Das Amtsgericht Tiergarten weist in seinem Urteil vom 20.4.2017 richtigerweise darauf hin, dass die indizielle Wirkung der Blutalkoholkonzentration für diese Regelfolge im Einzelfall aus konkreten Gründen heraus widerlegt sein kann. Vorliegend lag zwischen der Alkoholfahrt und der mündlichen Verhandlung des Strafverfahrens ein Zeitraum von mehr als einem Jahr. In diesem Zeitraum hatte der Angeklagte keinerlei Alkohol mehr zu sich genommen und sich darüber hinaus einer auf Alkoholproblematik spezialisierten verkehrspsychologischen Einzeltherapie erfolgreich unterzogen. Das Gericht sah daher die am Tattag durch die hohe Blutalkoholkonzentration noch indizierte fehlende Geeignetheit des Angeklagten ein Kraftfahrzeug im Straßenverkehr zu führen als zwischenzeitlich wiederhergestellt an. Das Gericht stützte sich dabei auf den etwas über einjährigen Abstinenzzeitraum und die vom Angeklagten aus eigenem Antrieb begonnene und erfolgreich abgeschlossene intensive, alkoholspezifische verkehrspsychologische Einzeltherapie, aufgrund deren es keine Zweifel mehr an der – wiederhergestellten – Fahreignung des Angeklagten hatte.
Anmerkung:
Das Urteil des Amtsgerichts Berlin-Tiergarten ist keineswegs eine „juristische Sensation“ oder irgendwie eine Neuheit, denn es ist allgemein anerkannt, dass für die Beurteilung, ob eine Entziehung der Fahrerlaubnis zu erfolgen hat, auf die konkreten Umstände zum Zeitpunkt der strafrechtlichen Entscheidung abzustellen ist.
Das Urteil demonstriert aber wie wichtig es ist, dass der Täter einer Alkoholfahrt (im Grundsatz gilt das Gleiche auch für andere Rauschmittel) bereits unmittelbar nach der Tat damit beginnt seine Problematik zu akzeptieren und in geeigneter Weise aufzuarbeiten. Hier ist immer höchste Eile geboten, denn die Gerichte akzeptieren in der Regel keinen geringeren Abstinenzzeitraum als ein Jahr. Dabei geht es um einen von einer hierzu zugelassenen Stelle permanent überwachten und dokumentierten Abstinenzzeitraum, bei dem zahlreiche unangekündigte, kurzfristige Termine zur medizinischen Untersuchung mit Abgabe von Blutproben, Urinproben, etc von der Überwachungsstelle angeordnet werden. Auch die erforderliche verkehrspsychologische Aufarbeitung in Einzelsitzungen und mit einem hierfür staatlich besonders anerkannten Verkehrspsychologen dauert immer längere Zeit. Sie muss daher frühzeitig organisiert und innerhalb des ohnehin zurückzulegenden Abstinenzzeitraums erfolgreich bewältigt werden.

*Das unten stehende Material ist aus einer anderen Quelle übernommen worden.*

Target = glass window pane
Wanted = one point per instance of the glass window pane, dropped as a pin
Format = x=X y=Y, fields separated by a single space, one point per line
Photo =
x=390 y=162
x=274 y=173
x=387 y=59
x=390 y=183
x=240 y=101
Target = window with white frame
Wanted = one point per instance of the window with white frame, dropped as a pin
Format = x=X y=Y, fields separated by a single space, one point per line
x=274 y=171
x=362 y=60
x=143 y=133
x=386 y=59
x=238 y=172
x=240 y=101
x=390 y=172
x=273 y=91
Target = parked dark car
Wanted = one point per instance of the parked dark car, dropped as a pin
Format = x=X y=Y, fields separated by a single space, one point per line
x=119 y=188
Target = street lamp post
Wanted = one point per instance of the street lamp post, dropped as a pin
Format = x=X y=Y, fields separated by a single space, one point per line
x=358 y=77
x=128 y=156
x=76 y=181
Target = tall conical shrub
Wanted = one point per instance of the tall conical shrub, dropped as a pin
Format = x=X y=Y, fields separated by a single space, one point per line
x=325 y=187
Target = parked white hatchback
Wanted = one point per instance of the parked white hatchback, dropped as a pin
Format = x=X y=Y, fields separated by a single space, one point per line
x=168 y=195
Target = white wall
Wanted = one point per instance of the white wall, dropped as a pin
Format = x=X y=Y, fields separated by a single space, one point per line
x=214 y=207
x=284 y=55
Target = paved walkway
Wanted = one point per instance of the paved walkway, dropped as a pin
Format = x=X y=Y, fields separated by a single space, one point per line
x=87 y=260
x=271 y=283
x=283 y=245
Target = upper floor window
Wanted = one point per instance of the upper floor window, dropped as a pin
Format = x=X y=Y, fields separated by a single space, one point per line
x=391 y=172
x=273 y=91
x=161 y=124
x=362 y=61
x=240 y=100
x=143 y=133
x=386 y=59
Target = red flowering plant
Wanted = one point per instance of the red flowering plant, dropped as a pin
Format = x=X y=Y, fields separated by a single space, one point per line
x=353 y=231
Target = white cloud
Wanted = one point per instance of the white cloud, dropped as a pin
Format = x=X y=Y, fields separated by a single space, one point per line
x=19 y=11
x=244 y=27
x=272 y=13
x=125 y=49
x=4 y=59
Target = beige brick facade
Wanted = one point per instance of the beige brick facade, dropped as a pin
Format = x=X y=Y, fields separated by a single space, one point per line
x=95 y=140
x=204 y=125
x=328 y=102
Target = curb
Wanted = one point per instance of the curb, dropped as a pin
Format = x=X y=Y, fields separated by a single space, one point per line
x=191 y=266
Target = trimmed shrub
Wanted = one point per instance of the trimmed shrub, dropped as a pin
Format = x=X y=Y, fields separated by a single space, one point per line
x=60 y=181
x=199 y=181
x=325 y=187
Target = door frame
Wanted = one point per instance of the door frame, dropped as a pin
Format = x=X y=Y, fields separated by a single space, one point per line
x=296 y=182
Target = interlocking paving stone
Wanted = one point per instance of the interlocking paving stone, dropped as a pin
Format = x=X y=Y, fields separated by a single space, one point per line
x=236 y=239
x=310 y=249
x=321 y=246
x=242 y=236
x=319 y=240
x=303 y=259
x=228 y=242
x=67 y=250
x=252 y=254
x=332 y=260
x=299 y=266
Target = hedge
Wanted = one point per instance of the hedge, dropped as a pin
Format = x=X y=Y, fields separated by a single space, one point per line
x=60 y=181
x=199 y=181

Zugleich zeigt sich hier auch wie wichtig es sein kann den Verlauf des strafrechtlichen Verfahrens mit anwaltlicher Hilfe so zu steuern, dass dem Täter auch die Möglichkeit bleibt einen ausreichend langen Abstinenzzeitraum nachzuweisen und sich zugleich geeigneter professioneller Hilfe zur Aufarbeitung seiner Rauschmittelproblematik zu bedienen, sei es nun Alkohol oder andere Rauschmittel, und hier zu einem erfolgreichen Abschluss der Maßnahmen zu kommen. Anderenfalls wird die strafrechtliche Hauptverhandlung meist weniger als ein Jahr nach der Rauschfahrt liegen, so dass dann noch kein ausreichend langer Abstinenzzeitraum vorliegt und häufig genug auch eine verkehrspsychologische Maßnahme noch nicht abgeschlossen ist.